Desired family size, ideal family size and desire for more children were found to be similar in the two areas. Moreover, except for education of husband (for wanting more children) in the treatment area, neither mean desired family size nor percentage wanting more children varied remarkably by socio-economic categories for any group of women (aged 15-49 and either under age 25 or with a family size of three children). Similar reproductive preference in the two areas indicates that the Family Planning and Health Services Programme has had no effect on preference. According to Freedman and Freedman (1992), the norms for family size ideals are too deeply rooted to be changed simply by mass media messages; however, they reported that it is yet to be known whether an aggressive family planning programme has had desired impacts. Similar preferences across categories of socio-economic variables suggest that factors responsible for small family-size preferences work at the societal level and that preferences are influenced by broader socio-economic change. This has implications for both policy and programme purposes.

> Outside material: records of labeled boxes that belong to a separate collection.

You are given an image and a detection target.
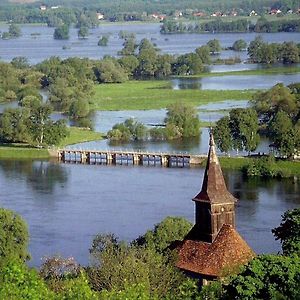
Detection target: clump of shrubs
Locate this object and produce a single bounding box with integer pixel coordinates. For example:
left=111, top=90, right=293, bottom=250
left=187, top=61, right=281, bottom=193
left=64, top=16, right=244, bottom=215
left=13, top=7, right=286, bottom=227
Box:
left=242, top=155, right=290, bottom=178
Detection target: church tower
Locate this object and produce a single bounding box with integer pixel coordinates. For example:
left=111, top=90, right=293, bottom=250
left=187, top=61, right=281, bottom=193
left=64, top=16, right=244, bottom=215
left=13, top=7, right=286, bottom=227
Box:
left=186, top=133, right=237, bottom=243
left=174, top=133, right=255, bottom=278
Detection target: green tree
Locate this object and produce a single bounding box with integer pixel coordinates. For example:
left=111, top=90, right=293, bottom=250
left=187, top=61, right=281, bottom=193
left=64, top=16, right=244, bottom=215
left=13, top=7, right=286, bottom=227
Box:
left=119, top=55, right=139, bottom=76
left=206, top=39, right=222, bottom=55
left=0, top=108, right=30, bottom=142
left=0, top=208, right=29, bottom=266
left=195, top=45, right=211, bottom=64
left=213, top=116, right=233, bottom=153
left=53, top=24, right=69, bottom=40
left=173, top=53, right=204, bottom=75
left=272, top=208, right=300, bottom=256
left=98, top=35, right=108, bottom=46
left=107, top=118, right=147, bottom=141
left=165, top=102, right=200, bottom=138
left=251, top=83, right=299, bottom=123
left=232, top=39, right=247, bottom=51
left=280, top=42, right=300, bottom=64
left=224, top=255, right=300, bottom=300
left=69, top=100, right=90, bottom=119
left=0, top=260, right=56, bottom=300
left=93, top=57, right=128, bottom=83
left=78, top=26, right=89, bottom=39
left=8, top=24, right=22, bottom=38
left=133, top=217, right=192, bottom=253
left=247, top=35, right=264, bottom=62
left=229, top=108, right=259, bottom=152
left=118, top=37, right=137, bottom=56
left=88, top=236, right=184, bottom=298
left=268, top=111, right=300, bottom=158
left=10, top=56, right=30, bottom=69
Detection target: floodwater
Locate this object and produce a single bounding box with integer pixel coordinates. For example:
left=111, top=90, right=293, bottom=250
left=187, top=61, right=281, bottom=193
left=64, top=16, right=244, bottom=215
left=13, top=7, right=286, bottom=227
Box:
left=0, top=24, right=300, bottom=266
left=171, top=74, right=300, bottom=90
left=0, top=23, right=300, bottom=64
left=0, top=160, right=300, bottom=266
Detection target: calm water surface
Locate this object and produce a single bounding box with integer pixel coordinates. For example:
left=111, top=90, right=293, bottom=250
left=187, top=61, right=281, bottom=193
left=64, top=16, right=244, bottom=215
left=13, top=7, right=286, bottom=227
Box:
left=171, top=74, right=300, bottom=90
left=0, top=23, right=300, bottom=63
left=0, top=160, right=300, bottom=266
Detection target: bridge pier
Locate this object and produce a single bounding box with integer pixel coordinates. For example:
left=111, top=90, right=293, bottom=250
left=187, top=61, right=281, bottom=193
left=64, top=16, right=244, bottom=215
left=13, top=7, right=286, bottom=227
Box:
left=55, top=149, right=206, bottom=167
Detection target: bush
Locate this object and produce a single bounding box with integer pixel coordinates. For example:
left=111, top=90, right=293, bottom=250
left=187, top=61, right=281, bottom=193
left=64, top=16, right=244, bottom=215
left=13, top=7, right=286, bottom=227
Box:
left=0, top=260, right=54, bottom=300
left=0, top=208, right=29, bottom=266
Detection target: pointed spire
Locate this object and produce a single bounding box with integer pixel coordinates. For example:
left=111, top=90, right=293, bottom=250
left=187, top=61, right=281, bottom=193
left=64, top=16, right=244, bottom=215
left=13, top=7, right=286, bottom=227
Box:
left=193, top=130, right=236, bottom=203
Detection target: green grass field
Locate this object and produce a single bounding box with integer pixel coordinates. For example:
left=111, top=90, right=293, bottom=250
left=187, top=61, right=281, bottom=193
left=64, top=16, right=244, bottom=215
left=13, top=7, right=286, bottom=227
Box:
left=0, top=144, right=49, bottom=159
left=59, top=127, right=103, bottom=147
left=91, top=80, right=254, bottom=110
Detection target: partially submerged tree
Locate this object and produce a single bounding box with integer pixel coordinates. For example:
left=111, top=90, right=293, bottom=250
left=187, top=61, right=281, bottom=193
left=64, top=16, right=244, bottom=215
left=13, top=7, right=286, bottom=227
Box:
left=272, top=208, right=300, bottom=256
left=0, top=208, right=29, bottom=269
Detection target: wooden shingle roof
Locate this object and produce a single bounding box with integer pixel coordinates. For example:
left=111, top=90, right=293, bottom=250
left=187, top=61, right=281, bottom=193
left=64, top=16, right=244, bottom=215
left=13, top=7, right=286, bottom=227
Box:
left=176, top=224, right=255, bottom=277
left=193, top=134, right=237, bottom=203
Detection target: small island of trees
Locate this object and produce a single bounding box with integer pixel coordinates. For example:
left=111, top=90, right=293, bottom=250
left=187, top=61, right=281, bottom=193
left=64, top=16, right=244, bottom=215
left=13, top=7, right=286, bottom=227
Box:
left=0, top=208, right=300, bottom=300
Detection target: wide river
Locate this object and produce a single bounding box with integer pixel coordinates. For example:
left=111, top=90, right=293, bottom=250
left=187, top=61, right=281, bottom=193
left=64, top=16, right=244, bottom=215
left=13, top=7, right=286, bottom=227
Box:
left=0, top=23, right=300, bottom=64
left=0, top=24, right=300, bottom=266
left=0, top=160, right=300, bottom=266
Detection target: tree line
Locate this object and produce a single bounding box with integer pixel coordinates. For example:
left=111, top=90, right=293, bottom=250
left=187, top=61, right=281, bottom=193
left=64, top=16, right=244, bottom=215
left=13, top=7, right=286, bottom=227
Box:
left=214, top=83, right=300, bottom=166
left=107, top=102, right=200, bottom=142
left=160, top=17, right=300, bottom=33
left=0, top=0, right=299, bottom=23
left=0, top=208, right=300, bottom=300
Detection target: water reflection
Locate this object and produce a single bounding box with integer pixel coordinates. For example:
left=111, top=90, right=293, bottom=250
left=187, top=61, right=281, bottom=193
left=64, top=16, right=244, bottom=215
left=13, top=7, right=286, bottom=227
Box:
left=0, top=160, right=68, bottom=195
left=171, top=74, right=299, bottom=90
left=0, top=160, right=300, bottom=266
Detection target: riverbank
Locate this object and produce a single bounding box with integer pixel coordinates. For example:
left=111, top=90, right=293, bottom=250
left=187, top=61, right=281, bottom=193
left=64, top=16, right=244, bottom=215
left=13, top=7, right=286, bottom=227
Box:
left=0, top=127, right=103, bottom=160
left=218, top=157, right=300, bottom=178
left=91, top=80, right=255, bottom=111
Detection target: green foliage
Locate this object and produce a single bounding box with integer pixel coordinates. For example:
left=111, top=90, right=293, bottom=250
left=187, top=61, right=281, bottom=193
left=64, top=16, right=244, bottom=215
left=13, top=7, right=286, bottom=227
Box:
left=0, top=108, right=30, bottom=142
left=272, top=208, right=300, bottom=256
left=0, top=260, right=55, bottom=300
left=2, top=24, right=22, bottom=39
left=87, top=236, right=184, bottom=299
left=53, top=24, right=69, bottom=40
left=195, top=45, right=210, bottom=64
left=225, top=255, right=300, bottom=300
left=248, top=36, right=300, bottom=64
left=107, top=118, right=147, bottom=141
left=78, top=26, right=89, bottom=39
left=93, top=57, right=128, bottom=83
left=232, top=39, right=247, bottom=51
left=98, top=35, right=108, bottom=46
left=57, top=271, right=99, bottom=300
left=251, top=83, right=299, bottom=123
left=213, top=116, right=233, bottom=153
left=0, top=208, right=29, bottom=266
left=165, top=102, right=200, bottom=139
left=242, top=155, right=290, bottom=178
left=69, top=99, right=90, bottom=119
left=118, top=36, right=138, bottom=56
left=214, top=108, right=259, bottom=152
left=133, top=217, right=192, bottom=253
left=10, top=56, right=30, bottom=69
left=206, top=39, right=221, bottom=54
left=99, top=283, right=159, bottom=300
left=173, top=51, right=204, bottom=75
left=268, top=111, right=300, bottom=158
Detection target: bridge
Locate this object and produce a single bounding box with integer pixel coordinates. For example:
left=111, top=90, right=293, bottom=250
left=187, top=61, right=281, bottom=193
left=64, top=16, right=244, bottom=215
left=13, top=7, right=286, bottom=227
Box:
left=51, top=149, right=207, bottom=168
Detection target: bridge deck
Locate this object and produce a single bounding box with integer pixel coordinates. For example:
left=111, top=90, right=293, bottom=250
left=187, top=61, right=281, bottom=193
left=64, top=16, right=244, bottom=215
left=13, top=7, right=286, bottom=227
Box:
left=56, top=149, right=207, bottom=167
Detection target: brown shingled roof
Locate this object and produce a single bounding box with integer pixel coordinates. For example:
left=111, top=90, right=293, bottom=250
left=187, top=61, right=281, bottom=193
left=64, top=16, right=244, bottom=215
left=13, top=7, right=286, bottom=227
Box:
left=193, top=133, right=237, bottom=203
left=176, top=224, right=255, bottom=277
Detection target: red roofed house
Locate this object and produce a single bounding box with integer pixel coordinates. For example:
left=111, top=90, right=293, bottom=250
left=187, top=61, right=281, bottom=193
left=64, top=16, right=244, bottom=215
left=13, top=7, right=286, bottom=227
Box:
left=174, top=134, right=255, bottom=284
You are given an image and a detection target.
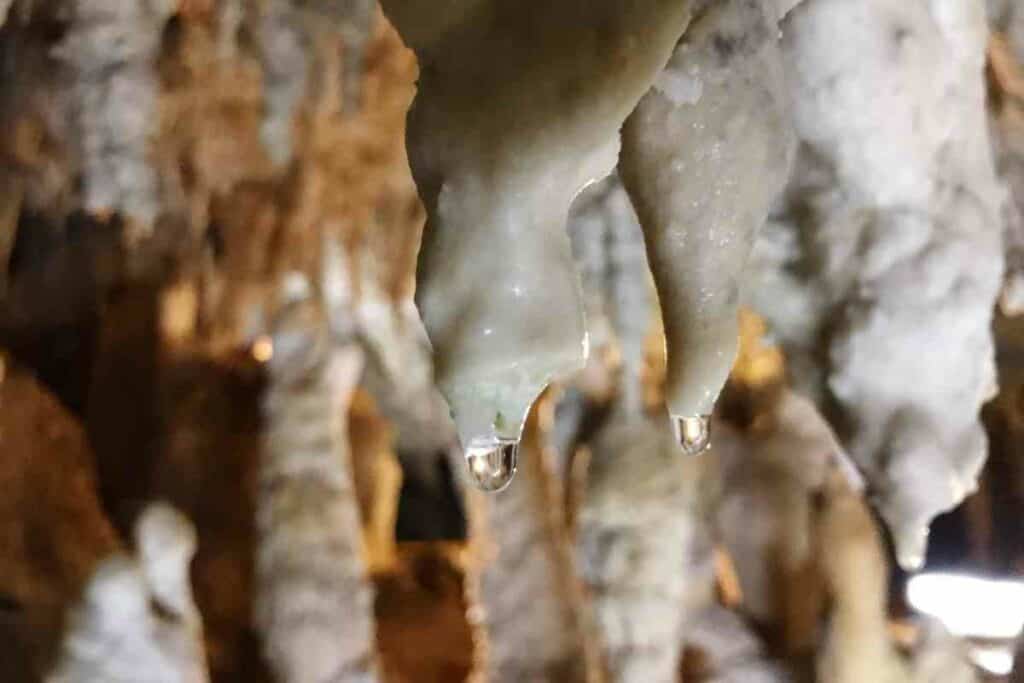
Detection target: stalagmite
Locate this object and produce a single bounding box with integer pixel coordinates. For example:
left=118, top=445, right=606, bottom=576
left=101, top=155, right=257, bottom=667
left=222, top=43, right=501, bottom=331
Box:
left=54, top=0, right=177, bottom=236
left=255, top=280, right=376, bottom=683
left=383, top=0, right=689, bottom=488
left=46, top=504, right=209, bottom=683
left=260, top=0, right=374, bottom=167
left=467, top=405, right=593, bottom=683
left=749, top=0, right=1002, bottom=567
left=577, top=419, right=695, bottom=683
left=620, top=0, right=793, bottom=454
left=569, top=177, right=698, bottom=683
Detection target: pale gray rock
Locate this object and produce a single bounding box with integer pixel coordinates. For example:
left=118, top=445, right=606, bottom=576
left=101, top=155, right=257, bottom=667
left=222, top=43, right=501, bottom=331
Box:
left=46, top=503, right=209, bottom=683
left=749, top=0, right=1002, bottom=566
left=618, top=0, right=794, bottom=418
left=254, top=288, right=377, bottom=683
left=54, top=0, right=177, bottom=236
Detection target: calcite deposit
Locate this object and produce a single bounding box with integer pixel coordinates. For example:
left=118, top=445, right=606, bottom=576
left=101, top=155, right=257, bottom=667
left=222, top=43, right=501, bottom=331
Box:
left=749, top=0, right=1002, bottom=567
left=620, top=0, right=793, bottom=452
left=383, top=0, right=689, bottom=487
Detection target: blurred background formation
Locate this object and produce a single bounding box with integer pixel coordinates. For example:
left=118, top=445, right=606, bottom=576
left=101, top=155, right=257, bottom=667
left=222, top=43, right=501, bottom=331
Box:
left=0, top=0, right=1024, bottom=683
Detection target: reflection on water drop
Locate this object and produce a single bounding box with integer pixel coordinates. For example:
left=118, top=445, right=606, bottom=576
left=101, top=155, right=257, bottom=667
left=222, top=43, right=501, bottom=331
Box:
left=672, top=415, right=711, bottom=456
left=894, top=525, right=929, bottom=572
left=466, top=438, right=519, bottom=493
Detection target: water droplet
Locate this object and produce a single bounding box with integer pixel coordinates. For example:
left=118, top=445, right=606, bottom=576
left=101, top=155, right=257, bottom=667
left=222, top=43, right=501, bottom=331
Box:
left=672, top=415, right=711, bottom=456
left=466, top=438, right=519, bottom=493
left=895, top=525, right=929, bottom=571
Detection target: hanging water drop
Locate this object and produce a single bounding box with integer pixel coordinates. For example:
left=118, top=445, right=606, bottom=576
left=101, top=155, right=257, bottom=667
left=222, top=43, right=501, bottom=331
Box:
left=893, top=524, right=930, bottom=572
left=466, top=438, right=519, bottom=493
left=672, top=415, right=711, bottom=456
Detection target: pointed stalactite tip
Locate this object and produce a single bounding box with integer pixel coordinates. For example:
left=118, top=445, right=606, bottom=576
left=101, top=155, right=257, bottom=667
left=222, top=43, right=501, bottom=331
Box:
left=672, top=415, right=711, bottom=456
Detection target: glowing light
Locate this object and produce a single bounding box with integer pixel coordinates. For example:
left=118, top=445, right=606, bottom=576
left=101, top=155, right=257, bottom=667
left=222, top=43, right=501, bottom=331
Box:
left=971, top=645, right=1014, bottom=676
left=252, top=335, right=273, bottom=362
left=906, top=572, right=1024, bottom=639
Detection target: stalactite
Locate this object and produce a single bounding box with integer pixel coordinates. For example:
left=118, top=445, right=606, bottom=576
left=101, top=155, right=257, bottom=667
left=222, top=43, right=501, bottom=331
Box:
left=258, top=0, right=376, bottom=167
left=383, top=0, right=689, bottom=487
left=255, top=288, right=377, bottom=683
left=749, top=0, right=1002, bottom=567
left=569, top=177, right=694, bottom=683
left=815, top=471, right=908, bottom=683
left=685, top=605, right=794, bottom=683
left=46, top=504, right=209, bottom=683
left=620, top=0, right=793, bottom=453
left=460, top=403, right=596, bottom=683
left=54, top=0, right=176, bottom=237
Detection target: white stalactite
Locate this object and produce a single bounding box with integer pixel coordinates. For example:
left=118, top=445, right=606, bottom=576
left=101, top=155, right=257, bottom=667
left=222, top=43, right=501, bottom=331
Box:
left=750, top=0, right=1002, bottom=567
left=55, top=0, right=177, bottom=236
left=383, top=0, right=689, bottom=473
left=255, top=288, right=377, bottom=683
left=620, top=0, right=793, bottom=444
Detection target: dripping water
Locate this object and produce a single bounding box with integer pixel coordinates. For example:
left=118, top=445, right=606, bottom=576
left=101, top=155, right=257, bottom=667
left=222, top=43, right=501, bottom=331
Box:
left=672, top=415, right=711, bottom=456
left=466, top=438, right=519, bottom=493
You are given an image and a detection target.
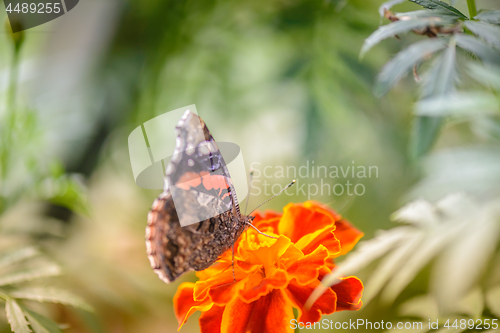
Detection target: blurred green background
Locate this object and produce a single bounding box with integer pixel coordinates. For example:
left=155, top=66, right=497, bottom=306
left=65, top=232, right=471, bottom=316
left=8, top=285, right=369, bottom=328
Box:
left=0, top=0, right=500, bottom=333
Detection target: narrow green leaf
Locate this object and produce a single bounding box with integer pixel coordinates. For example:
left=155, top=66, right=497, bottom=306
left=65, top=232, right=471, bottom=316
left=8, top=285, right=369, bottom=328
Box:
left=0, top=264, right=61, bottom=286
left=5, top=298, right=31, bottom=333
left=410, top=38, right=457, bottom=159
left=378, top=0, right=406, bottom=17
left=474, top=10, right=500, bottom=24
left=24, top=309, right=63, bottom=333
left=465, top=21, right=500, bottom=48
left=455, top=34, right=500, bottom=64
left=394, top=9, right=458, bottom=20
left=415, top=92, right=499, bottom=117
left=360, top=20, right=432, bottom=58
left=410, top=0, right=468, bottom=19
left=410, top=117, right=443, bottom=159
left=0, top=247, right=40, bottom=270
left=422, top=38, right=457, bottom=98
left=10, top=288, right=92, bottom=311
left=375, top=39, right=446, bottom=96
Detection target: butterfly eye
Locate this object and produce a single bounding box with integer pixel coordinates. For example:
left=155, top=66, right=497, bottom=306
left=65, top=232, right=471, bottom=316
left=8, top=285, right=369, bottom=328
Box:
left=198, top=141, right=210, bottom=155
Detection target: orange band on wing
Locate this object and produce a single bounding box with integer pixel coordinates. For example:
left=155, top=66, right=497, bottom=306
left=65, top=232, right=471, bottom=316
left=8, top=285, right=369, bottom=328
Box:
left=175, top=171, right=229, bottom=195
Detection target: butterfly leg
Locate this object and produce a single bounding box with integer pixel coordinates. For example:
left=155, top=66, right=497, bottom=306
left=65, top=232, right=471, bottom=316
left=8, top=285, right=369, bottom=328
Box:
left=231, top=243, right=236, bottom=282
left=245, top=222, right=278, bottom=239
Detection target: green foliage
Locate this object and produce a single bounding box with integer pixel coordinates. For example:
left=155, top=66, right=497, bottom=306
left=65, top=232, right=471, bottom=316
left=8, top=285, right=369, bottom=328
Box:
left=0, top=27, right=91, bottom=333
left=308, top=0, right=500, bottom=322
left=361, top=0, right=500, bottom=158
left=0, top=247, right=92, bottom=333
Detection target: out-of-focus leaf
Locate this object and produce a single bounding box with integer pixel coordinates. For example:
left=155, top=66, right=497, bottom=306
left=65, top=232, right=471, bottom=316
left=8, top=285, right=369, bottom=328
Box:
left=360, top=20, right=433, bottom=58
left=458, top=288, right=484, bottom=319
left=410, top=38, right=457, bottom=159
left=363, top=233, right=424, bottom=306
left=415, top=92, right=500, bottom=117
left=375, top=39, right=446, bottom=96
left=398, top=295, right=439, bottom=320
left=408, top=146, right=500, bottom=200
left=39, top=175, right=90, bottom=216
left=422, top=38, right=457, bottom=99
left=24, top=309, right=63, bottom=333
left=382, top=224, right=455, bottom=304
left=465, top=21, right=500, bottom=48
left=455, top=34, right=500, bottom=64
left=474, top=10, right=500, bottom=24
left=467, top=62, right=500, bottom=91
left=486, top=286, right=500, bottom=318
left=410, top=0, right=467, bottom=19
left=9, top=288, right=92, bottom=311
left=0, top=264, right=61, bottom=286
left=410, top=116, right=443, bottom=159
left=378, top=0, right=406, bottom=17
left=5, top=298, right=31, bottom=333
left=394, top=9, right=458, bottom=20
left=0, top=247, right=40, bottom=270
left=431, top=208, right=500, bottom=312
left=391, top=200, right=438, bottom=227
left=305, top=227, right=414, bottom=307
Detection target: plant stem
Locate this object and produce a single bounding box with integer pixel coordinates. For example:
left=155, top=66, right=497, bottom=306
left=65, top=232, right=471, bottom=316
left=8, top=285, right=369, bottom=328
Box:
left=467, top=0, right=477, bottom=19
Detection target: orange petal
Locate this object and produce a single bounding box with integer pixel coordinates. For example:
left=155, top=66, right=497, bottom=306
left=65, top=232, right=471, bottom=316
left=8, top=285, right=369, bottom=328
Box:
left=239, top=235, right=291, bottom=274
left=286, top=280, right=337, bottom=323
left=193, top=266, right=248, bottom=305
left=330, top=276, right=363, bottom=311
left=252, top=211, right=283, bottom=233
left=221, top=290, right=294, bottom=333
left=295, top=226, right=341, bottom=257
left=287, top=245, right=329, bottom=285
left=240, top=270, right=288, bottom=303
left=335, top=220, right=364, bottom=256
left=278, top=201, right=339, bottom=243
left=199, top=305, right=224, bottom=333
left=174, top=282, right=213, bottom=329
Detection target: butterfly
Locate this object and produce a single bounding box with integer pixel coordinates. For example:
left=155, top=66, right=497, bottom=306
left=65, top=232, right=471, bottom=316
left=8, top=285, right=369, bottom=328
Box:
left=146, top=110, right=254, bottom=283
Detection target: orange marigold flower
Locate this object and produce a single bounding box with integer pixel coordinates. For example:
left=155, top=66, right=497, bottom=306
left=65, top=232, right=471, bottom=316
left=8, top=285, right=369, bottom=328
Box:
left=174, top=201, right=363, bottom=333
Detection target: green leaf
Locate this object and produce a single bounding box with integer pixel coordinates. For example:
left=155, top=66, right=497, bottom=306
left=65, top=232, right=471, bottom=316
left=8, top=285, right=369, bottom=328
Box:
left=410, top=117, right=443, bottom=159
left=415, top=92, right=499, bottom=117
left=5, top=298, right=31, bottom=333
left=410, top=38, right=457, bottom=159
left=360, top=20, right=431, bottom=58
left=0, top=247, right=40, bottom=270
left=455, top=34, right=500, bottom=64
left=38, top=175, right=90, bottom=216
left=465, top=21, right=500, bottom=48
left=10, top=288, right=92, bottom=311
left=474, top=10, right=500, bottom=24
left=375, top=39, right=446, bottom=96
left=394, top=9, right=458, bottom=20
left=467, top=62, right=500, bottom=91
left=410, top=0, right=468, bottom=19
left=24, top=309, right=63, bottom=333
left=378, top=0, right=406, bottom=17
left=0, top=264, right=61, bottom=286
left=422, top=38, right=457, bottom=98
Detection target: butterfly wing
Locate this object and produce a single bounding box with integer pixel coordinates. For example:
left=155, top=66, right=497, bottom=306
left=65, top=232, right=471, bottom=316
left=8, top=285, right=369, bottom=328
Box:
left=146, top=111, right=249, bottom=283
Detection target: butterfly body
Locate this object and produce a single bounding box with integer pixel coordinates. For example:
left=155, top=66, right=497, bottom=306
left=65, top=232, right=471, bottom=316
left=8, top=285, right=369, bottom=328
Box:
left=146, top=111, right=253, bottom=283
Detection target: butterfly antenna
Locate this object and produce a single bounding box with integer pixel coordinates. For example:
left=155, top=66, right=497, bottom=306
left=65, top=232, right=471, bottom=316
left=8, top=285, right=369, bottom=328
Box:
left=245, top=170, right=253, bottom=215
left=248, top=179, right=297, bottom=215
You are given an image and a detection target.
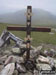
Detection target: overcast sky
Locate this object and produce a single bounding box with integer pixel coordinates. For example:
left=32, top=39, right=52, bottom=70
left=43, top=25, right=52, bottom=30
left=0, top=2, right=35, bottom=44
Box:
left=0, top=0, right=56, bottom=15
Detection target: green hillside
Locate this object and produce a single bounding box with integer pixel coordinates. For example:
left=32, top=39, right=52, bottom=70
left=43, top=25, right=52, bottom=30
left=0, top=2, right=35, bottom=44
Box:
left=0, top=23, right=56, bottom=46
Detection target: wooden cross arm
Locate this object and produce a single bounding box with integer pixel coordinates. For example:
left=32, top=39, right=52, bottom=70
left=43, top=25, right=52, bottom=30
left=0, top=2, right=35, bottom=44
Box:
left=7, top=26, right=51, bottom=32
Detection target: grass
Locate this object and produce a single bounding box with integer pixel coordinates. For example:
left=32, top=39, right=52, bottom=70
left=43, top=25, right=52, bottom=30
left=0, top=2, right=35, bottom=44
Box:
left=0, top=23, right=56, bottom=46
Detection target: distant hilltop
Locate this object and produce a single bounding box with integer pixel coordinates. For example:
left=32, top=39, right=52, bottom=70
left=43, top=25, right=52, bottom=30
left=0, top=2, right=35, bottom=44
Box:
left=0, top=9, right=56, bottom=25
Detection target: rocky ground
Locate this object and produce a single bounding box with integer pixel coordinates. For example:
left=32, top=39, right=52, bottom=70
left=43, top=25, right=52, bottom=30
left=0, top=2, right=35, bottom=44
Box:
left=0, top=44, right=56, bottom=75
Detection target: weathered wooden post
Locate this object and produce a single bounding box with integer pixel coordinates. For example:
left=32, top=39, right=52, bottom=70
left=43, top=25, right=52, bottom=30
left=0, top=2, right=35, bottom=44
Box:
left=7, top=6, right=51, bottom=68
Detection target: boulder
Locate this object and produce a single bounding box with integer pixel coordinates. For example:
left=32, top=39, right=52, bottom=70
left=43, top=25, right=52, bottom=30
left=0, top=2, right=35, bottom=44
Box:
left=36, top=55, right=49, bottom=64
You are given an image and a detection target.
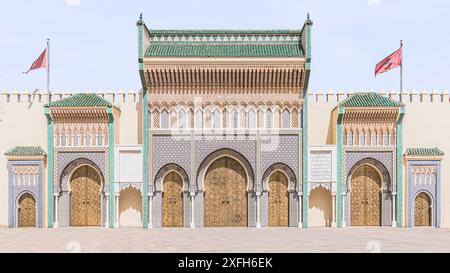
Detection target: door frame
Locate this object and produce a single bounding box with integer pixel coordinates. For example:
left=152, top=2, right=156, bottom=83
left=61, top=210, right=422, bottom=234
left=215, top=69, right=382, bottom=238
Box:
left=201, top=154, right=252, bottom=227
left=411, top=190, right=436, bottom=227
left=67, top=163, right=103, bottom=227
left=14, top=190, right=39, bottom=228
left=347, top=162, right=385, bottom=227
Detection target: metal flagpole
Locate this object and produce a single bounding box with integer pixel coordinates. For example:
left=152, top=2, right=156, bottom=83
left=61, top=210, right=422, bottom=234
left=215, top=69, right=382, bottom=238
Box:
left=400, top=40, right=403, bottom=94
left=47, top=39, right=51, bottom=102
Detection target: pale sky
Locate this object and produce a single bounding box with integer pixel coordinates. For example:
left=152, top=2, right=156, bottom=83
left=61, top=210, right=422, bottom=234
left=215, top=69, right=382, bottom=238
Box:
left=0, top=0, right=450, bottom=92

Further, when parities are controlled, there is no strong evidence that the younger women reported smaller family-size desires than older women. One possible explanation is that women's preferences have changed little over time; however, the argument was not supported by the data: desired family size in the Matlab area in 1990 was about 30 per cent lower than that reported in 1975. The other explanation is that women's preferences do change, but they change almost equally in all age groups. In fact, within culturally homogenous populations, change in reproductive preferences spread to all sectors over a short time (Knodel and others, 1987; Freedman and Freedman, 1992), resulting in similar preferences across age groups.

Our study found that the Family Planning and Health Services Programme in the treatment area of Matlab has been able to reduce fertility significantly compared with the comparison area, but it has not been able to reduce desired family size. Perhaps broader socio-economic change, such as improvements in educational and employment opportunities for women and raising their status, is needed to bring about a rapid decline in desired family size. Thus, policy and programme interventions are required that are in line with the new population and development paradigm adopted by the 1994 International Conference on Population and Development as part of the Programme of Action. In fact, there is a need for the Government to develop policies that better support individual members of the basic unit of society - the family - and to promote equality of opportunity for family members, especially the rights of women and children in the family.